Амат приняла позу настойчивости, дожидаясь ответа на свои слова. Марчат испустил долгий свистящий вздох.
— Да. Когда-нибудь будет война. Но не при нашей жизни.
Амат жестом поблагодарила его за слова. Марчат повертел в пальцах чашку.
— Амат, перед уходом… возьми письмо. Я написал его, когда думал, что ты вот-вот огласишь обвинение, что Гальт и меня ожидает расплата. Хочу, чтобы оно было у тебя.
У него, как у мальчишки, все отпечаталось на лице. Амат недоумевала, как он мог быть таким осторожным и хитрым в делах и таким неуклюжим в любви. «Если он сейчас продолжит, — подумала она, — то потом предложит мне работу в Гальте». И ей, несмотря ни на что, будет жаль отказаться.
— Пусть пока полежит у тебя, — сказала она. — Я заберу его в свое время.
— И когда же?
Амат мягко ответила, стараясь его не обидеть и в то же время выразить печаль. Уж очень много оба потеряли…
— Потом. Когда закончится война. Тогда и отдашь.
Ота спал и видел себя в людном месте — не то на углу улицы, не то в бане, не то на складе. Вокруг царило оживление, разговоры прохожих сливались в приятный гул. Вдруг он оторопел: в толпе ходил Хешай-кво и говорил, как живой, но все же был мертвым. Во сне это не на шутку пугало.
Ота вскочил, хватая ртом воздух. Кругом было темно, как в погребе. Только когда сердце немного успокоилось и прошла одышка, скрип корабельных досок и стук волн в борта напомнил ему, где он находится. Ота прижал ладони к глазам, пока в них не замелькали круги. Снизу Мадж что-то пробормотала сквозь сон.
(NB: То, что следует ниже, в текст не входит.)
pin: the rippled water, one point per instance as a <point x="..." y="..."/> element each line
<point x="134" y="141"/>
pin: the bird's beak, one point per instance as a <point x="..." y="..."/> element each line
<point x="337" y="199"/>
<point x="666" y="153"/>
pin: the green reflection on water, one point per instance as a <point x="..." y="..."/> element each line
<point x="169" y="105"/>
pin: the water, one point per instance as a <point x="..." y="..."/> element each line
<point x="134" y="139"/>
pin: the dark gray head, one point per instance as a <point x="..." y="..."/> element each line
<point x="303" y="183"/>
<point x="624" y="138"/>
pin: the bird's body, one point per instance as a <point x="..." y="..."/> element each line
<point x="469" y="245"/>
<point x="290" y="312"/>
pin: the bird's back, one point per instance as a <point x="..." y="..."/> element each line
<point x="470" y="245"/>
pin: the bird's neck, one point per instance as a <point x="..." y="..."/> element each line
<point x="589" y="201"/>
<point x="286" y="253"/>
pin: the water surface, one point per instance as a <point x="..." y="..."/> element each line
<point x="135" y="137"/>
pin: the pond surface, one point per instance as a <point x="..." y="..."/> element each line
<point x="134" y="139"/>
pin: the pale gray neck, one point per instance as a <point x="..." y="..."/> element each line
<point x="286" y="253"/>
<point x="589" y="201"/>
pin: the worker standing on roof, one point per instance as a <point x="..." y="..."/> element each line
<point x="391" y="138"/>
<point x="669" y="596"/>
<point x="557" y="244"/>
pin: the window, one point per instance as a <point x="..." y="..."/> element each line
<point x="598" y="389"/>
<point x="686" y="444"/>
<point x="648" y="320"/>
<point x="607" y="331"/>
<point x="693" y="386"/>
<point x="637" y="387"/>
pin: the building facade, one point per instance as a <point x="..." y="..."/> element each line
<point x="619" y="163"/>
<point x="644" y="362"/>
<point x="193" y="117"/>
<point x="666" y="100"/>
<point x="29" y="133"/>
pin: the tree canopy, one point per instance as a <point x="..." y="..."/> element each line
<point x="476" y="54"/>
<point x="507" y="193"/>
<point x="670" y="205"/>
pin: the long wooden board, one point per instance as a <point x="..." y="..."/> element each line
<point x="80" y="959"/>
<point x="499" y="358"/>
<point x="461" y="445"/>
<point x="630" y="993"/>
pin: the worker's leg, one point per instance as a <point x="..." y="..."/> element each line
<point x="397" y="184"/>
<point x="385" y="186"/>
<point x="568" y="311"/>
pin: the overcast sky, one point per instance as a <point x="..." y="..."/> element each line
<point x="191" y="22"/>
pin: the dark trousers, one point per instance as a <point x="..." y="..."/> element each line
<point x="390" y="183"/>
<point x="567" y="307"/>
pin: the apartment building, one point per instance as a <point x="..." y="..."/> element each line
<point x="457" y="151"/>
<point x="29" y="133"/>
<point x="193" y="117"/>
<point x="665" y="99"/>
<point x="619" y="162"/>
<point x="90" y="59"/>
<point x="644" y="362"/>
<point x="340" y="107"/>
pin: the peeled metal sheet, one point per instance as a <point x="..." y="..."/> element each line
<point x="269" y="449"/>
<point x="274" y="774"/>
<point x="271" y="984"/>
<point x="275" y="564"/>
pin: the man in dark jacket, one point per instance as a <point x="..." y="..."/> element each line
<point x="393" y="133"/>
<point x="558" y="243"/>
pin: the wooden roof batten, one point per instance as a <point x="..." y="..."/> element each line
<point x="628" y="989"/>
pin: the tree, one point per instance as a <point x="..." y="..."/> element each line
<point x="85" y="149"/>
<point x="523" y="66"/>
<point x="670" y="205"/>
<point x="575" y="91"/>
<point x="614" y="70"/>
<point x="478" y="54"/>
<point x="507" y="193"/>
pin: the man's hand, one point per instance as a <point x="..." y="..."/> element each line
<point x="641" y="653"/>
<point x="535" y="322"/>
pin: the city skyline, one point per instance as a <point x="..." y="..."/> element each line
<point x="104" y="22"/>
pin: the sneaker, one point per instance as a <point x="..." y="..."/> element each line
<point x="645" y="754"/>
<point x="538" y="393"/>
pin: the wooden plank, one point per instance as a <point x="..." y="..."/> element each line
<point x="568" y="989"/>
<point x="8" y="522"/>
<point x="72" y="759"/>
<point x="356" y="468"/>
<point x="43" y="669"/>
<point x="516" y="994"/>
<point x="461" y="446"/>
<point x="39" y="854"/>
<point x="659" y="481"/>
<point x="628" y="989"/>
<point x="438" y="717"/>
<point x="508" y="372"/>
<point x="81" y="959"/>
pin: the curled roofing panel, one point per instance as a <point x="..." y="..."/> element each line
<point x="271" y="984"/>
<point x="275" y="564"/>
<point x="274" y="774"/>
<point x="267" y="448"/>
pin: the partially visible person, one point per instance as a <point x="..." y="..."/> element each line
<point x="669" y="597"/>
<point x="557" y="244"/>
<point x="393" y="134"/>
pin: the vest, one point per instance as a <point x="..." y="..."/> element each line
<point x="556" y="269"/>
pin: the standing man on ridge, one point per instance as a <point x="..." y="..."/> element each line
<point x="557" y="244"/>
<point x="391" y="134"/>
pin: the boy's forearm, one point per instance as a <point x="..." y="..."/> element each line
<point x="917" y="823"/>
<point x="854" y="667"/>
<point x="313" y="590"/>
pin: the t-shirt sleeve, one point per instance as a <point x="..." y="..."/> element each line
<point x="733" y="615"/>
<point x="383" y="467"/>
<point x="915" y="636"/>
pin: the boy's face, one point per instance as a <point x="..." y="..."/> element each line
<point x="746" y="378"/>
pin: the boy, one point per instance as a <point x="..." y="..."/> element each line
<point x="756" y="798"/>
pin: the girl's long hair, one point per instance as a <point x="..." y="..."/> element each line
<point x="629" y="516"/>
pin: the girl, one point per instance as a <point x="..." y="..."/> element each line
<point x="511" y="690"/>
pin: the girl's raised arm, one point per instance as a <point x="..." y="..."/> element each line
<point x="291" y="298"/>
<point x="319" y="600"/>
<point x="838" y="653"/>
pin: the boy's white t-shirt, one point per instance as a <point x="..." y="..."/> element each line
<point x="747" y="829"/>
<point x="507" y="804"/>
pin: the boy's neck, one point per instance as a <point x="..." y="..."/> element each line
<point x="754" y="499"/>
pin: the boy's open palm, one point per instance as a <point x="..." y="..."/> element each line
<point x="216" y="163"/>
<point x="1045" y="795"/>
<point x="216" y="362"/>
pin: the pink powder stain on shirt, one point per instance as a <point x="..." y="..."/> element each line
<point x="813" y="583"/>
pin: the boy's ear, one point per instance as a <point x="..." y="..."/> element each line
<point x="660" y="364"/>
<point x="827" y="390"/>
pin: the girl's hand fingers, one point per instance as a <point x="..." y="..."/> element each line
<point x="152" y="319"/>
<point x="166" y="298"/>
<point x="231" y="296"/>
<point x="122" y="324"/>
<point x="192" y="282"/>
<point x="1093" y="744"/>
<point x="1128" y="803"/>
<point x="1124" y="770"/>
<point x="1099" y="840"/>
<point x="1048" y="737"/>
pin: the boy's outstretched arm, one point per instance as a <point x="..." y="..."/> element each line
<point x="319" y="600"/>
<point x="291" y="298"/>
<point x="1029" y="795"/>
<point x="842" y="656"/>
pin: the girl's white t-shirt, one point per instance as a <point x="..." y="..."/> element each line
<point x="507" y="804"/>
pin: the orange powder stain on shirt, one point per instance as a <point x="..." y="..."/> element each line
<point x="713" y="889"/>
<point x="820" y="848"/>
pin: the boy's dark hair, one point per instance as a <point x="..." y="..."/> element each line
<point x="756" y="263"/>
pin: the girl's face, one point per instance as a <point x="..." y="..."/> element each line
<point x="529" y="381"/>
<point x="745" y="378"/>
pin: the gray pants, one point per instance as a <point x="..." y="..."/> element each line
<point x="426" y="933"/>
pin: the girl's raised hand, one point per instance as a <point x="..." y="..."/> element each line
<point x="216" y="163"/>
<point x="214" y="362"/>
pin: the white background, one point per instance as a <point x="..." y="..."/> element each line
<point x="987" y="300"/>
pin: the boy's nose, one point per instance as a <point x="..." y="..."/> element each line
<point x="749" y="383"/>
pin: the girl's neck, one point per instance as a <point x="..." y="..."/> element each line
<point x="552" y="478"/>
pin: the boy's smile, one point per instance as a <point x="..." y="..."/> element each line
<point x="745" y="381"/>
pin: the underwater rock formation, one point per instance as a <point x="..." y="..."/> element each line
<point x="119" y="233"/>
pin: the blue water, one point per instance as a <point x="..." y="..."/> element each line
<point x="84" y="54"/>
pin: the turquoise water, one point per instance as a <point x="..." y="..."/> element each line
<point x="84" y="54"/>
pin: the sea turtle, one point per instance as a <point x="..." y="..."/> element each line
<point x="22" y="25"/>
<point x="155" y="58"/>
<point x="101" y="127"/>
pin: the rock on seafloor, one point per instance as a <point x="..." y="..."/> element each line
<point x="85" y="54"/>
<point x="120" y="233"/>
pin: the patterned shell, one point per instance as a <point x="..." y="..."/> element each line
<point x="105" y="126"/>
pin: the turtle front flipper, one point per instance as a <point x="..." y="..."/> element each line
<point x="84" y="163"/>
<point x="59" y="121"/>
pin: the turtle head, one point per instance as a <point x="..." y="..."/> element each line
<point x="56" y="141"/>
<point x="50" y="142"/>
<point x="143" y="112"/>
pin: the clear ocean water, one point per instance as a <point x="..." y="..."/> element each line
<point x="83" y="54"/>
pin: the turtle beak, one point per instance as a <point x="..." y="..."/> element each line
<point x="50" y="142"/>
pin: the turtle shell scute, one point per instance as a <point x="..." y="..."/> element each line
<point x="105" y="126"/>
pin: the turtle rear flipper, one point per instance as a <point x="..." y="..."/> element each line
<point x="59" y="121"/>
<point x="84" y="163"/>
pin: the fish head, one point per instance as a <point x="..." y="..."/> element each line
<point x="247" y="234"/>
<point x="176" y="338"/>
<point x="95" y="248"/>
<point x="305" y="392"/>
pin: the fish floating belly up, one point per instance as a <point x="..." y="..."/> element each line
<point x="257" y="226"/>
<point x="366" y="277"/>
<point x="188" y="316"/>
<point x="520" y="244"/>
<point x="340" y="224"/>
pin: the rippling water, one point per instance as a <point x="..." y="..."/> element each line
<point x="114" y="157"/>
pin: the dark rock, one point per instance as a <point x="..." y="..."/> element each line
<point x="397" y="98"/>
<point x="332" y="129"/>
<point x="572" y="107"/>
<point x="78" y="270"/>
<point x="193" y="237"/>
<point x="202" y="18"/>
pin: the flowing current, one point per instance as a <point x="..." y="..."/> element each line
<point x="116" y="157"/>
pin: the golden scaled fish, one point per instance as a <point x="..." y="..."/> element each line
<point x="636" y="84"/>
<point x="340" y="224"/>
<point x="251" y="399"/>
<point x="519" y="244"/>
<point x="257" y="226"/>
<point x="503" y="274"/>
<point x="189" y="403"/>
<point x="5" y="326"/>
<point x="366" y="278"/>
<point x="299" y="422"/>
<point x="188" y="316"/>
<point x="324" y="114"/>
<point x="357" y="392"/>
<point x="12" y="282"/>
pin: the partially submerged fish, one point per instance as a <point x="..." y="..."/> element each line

Трюмная кабинка была крошечной — высоты едва хватало для двух гамаков, не говоря о том, чтобы встать в полный рост, — и такой тесной, что, разведя руки, можно было коснуться противоположных стен. Жаровни в ней не было, поэтому спать приходилось одетыми.
Ота осторожно спустился, чтобы не потревожить Мадж, и оставил этот гроб, вместилище кошмаров, ради палубы, луны и свежего ветра. Его встретили трое палубных караульных. Ота улыбнулся и, как его ни тянуло уединиться, побрел навстречу. Пара фраз, пущенная по кругу бутылка, сальная шуточка — такой малостью покупалось расположение людей, которым он доверил судьбу. Много времени это не отняло, и скоро он мог удалиться в тихое место у борта и смотреть на невидимый горизонт, где туман над водой стирал черту между морем и небом. Ота сел, облокотившись на вытертый борт, и стал ждать, пока сон не выветрится из головы. Как каждую ночь. В полсвечи караул сменился, и снова надо было изображать дружелюбие. Пора любопытных или тревожных взглядов, которые Ота ловил на себе в первые ночи на палубе, миновала. Люди к нему привыкли.
Мадж вышла на палубу где-то в три четверти свечи, хотя ночью море зачастую творило со временем странности. Иногда Оте казалось, что он смотрит на темные волны и дробящийся лунный свет уже недели.
Бледная кожа Мадж почти сияла в холодных лучах. Она озирала бескрайние просторы вод с видом хозяйки. Ота смотрел, как она отыскивает его взглядом, подходит ближе. Никто из моряков с ней не разговаривал, хотя по меньшей мере один владел ниппуанским. Мадж села на палубу, скрестив ноги. Ее глаза выглядели почти бесцветными.